Deutsche Bank AG is forfeiting 221 million euros ($302 million) to end a derivative contract with Banca Monte dei Paschi di Siena SpA as regulators in Germany and Italy probe the transaction.
The German bank, which was poised to earn 746 million euros, will instead receive 525 million euros from Monte Paschi to terminate the contract 17 years early, the Siena, Italy-lender bank said in a statement yesterday.
The transaction dubbed Santorini came to light in January, when Bloomberg News disclosed how the contract masked losses, setting off a scandal that affected the outcome of national elections and prompted regulators to investigate. Santorini masked a 430 million-euro loss from an older contract with Deutsche Bank, according to Monte Paschi. The Italian bank lost money on the deals because it made a money-losing bet on the country’s government bonds.
“It’s highly unusual after a transaction that there would be a discount,” said Mark Williams, a former bank examiner for the Federal Reserve and now a lecturer at Boston University’s School of Management, who reviewed the original transaction. “This money is going back to Italian taxpayers and the bank has a duty to shareholders to explain why they are paying for it.”
Officials at Deutsche Bank declined to comment on the details of the settlement. Monte Paschi gained 4.5 percent to 16.15 cents. The stock has fallen 28 percent this year, leaving it with a market value of 1.9 billion euros.
“We see this transaction positively” for Monte Paschi, said Anna Maria Benassi, a Milan-based analyst at Kepler Cheuvreux. “It reduces uncertainty and improves the risk profile of the bank, particularly considering the reduction of its excessive portfolio of Italian government bonds.”

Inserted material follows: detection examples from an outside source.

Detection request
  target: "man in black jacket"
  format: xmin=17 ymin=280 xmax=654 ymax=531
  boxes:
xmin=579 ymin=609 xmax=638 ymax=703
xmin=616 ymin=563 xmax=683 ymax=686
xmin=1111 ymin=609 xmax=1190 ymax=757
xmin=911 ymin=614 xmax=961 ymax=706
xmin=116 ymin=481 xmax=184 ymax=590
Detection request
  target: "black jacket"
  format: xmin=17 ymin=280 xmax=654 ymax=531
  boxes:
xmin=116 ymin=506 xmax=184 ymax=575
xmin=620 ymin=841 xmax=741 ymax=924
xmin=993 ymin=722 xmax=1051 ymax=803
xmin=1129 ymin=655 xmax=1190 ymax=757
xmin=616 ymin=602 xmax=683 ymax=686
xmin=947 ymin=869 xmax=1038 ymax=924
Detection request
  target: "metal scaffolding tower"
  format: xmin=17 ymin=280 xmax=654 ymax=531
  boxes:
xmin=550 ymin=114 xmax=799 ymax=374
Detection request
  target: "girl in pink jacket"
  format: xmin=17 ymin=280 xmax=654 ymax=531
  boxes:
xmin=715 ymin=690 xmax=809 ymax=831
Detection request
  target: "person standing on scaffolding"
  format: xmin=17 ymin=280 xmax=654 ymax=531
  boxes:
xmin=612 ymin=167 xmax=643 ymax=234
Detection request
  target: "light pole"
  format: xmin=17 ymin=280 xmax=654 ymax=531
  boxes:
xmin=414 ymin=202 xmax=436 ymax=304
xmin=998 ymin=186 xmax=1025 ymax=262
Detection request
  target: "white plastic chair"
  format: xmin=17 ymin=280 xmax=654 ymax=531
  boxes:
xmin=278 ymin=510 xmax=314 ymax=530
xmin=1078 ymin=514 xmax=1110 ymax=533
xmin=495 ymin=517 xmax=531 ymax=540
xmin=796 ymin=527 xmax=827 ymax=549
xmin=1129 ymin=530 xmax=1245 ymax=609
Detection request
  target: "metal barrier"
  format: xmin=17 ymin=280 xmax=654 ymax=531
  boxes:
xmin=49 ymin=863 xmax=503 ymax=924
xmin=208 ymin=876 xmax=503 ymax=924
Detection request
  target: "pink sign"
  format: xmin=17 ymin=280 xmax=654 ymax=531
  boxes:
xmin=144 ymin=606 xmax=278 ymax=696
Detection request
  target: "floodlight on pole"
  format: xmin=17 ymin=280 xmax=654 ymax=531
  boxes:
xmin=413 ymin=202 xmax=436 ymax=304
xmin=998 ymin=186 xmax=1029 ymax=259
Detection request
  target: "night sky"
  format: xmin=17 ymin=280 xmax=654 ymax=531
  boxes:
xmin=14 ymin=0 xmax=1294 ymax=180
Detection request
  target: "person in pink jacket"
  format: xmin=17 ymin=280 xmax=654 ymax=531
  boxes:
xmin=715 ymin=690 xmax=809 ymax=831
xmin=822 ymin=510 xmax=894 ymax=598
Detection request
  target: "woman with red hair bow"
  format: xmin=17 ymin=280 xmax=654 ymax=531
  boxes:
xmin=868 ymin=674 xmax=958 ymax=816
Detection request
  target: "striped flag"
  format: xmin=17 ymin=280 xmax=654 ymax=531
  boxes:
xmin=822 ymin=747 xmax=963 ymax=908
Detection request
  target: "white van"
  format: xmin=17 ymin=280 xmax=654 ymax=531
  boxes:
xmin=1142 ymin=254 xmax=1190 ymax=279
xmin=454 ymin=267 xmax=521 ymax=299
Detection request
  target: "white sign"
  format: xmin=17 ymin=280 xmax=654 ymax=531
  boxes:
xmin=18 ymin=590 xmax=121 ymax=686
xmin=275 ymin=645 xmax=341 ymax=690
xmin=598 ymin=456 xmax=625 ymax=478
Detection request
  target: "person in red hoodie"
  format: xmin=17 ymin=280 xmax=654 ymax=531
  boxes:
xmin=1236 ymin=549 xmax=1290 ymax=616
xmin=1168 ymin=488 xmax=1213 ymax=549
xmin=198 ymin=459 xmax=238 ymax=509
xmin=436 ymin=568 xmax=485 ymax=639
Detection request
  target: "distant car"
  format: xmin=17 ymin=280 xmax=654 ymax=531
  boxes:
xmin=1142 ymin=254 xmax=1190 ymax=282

Monte Paschi cut its Italian government bond holdings by 2 billion euros with the accord. The lender’s common equity ratio under Basel 3 rules, a key gauge of financial strength, will increase 25 basis points, it said.
Santorini is part of a series of transactions used by former managers to hide losses at the bank, forcing the lender to restate its accounts in February. Prosecutors in Siena are scrutinizing the deals, and Monte Paschi had sued Deutsche Bank in Florence to recover its losses on the 2 billion-euro deal. In that month’s national elections, the Democratic Party saw its lead eroded because of its ties to Monte Paschi, according to SWG Institute, a polling company.

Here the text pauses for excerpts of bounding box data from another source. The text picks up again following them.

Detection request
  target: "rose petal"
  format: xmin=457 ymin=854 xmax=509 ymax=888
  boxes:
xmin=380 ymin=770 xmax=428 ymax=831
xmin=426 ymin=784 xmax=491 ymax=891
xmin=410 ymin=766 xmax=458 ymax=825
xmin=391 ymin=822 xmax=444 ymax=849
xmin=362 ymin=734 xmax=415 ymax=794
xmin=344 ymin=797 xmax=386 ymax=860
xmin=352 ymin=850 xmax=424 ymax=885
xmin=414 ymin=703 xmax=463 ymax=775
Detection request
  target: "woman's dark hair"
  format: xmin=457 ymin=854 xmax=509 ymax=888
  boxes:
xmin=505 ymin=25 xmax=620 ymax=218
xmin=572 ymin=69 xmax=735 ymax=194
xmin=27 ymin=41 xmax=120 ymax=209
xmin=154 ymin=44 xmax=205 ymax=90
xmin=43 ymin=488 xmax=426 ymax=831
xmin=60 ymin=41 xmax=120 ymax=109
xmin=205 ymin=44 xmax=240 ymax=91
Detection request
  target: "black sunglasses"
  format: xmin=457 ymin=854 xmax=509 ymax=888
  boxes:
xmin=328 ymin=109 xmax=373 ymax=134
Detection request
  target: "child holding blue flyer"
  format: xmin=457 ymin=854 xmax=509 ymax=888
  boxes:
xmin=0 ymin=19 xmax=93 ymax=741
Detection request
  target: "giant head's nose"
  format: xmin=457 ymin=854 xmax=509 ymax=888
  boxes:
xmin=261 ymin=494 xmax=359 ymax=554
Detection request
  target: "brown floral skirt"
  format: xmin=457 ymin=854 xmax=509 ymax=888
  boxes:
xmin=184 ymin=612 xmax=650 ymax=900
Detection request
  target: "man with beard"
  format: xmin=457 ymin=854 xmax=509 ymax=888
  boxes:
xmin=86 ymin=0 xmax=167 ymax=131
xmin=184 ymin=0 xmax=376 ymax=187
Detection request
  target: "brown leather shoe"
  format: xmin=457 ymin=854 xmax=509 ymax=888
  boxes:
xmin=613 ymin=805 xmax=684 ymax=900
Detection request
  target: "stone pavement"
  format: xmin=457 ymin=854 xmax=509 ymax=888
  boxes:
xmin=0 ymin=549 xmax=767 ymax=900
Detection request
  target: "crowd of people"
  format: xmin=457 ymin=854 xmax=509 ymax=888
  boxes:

“This mutual agreement concludes the litigation related to these transactions and restores the relationship between Deutsche Bank and Banca Monte dei Paschi di Siena,” Deutsche Bank said in an e-mailed statement.
Deutsche Bank in October said it is cooperating with regulatory agencies and Siena prosecutors. Deutsche Bank kept the Monte Paschi deal and others off its balance sheet in a practice that German regulators are reviewing, two people familiar with the deals said in August. Officials at Bafin declined to comment yesterday.
“I’d like to see more transparency at Deutsche Bank,” said Philipp Haessler, an analyst with Equinet Bank AG in Frankfurt, who has a hold recommendation on Deutsche Bank shares. “Still, transparency is tough when it comes to litigation. There may be some banks that entered into similar deals as Monte Paschi that would make a decision on whether to sue depending on how much they stand to gain.”
Three former executives of Monte Paschi are being tried for allegedly obstructing regulators in a case related to another transaction, dubbed Alexandria, arranged with Nomura Holdings Inc. in 2009. The Nomura and Deutsche Bank arrangements, which were bets on Italian government bonds, have backfired for Monte Paschi, forcing new management to seek additional state aid.
Monte Paschi may be nationalized if it’s unable to meet European regulator demands that it tap private investors to repay part of the bailout next year. Chief Executive Officer Fabrizio Viola and Chairman Alessandro Profumo, appointed last year to turn around the bank, plan to sell 3 billion euros of new shares to partially reimburse 4.1 billion euros of state aid.
The bank has called an extraordinary shareholders’ meeting for Dec. 27 to gain approval for a stock sale in the first quarter. Fondazione Monte dei Paschi di Siena, which owns a 33.5 percent stake, wants to delay the sale until after the first quarter to gain more time to repair its own finances. Monte Paschi’s management prefers to raise the capital in January to get ahead of other Italian banks that might need to raise capital as the European Central Bank reviews lenders’ balance sheets.
After the relatively good news on the unwinding of Santorini, “the main issue now remains the clash between the foundation and the management about the timing of the rights issue,” said Fabrizio Bernardi, an analyst at Fidentiis Equities in Milan.
The bank pays 9 percent annual interest on the bonds it sold to the government in the bailout and must swap the debt for stock if it doesn’t have the cash for the annual coupon.
Monte Paschi also plans to cut its sovereign-debt holdings and trading activities and reduce its consumer credit and leasing portfolios. The bank will reduce the assets on its balance sheet to 181 billion euros by the end of 2017 from about 207 billion euros on Sept. 30. The company had a sixth straight quarterly loss on state-aid costs and provisions for bad loans in the third quarter.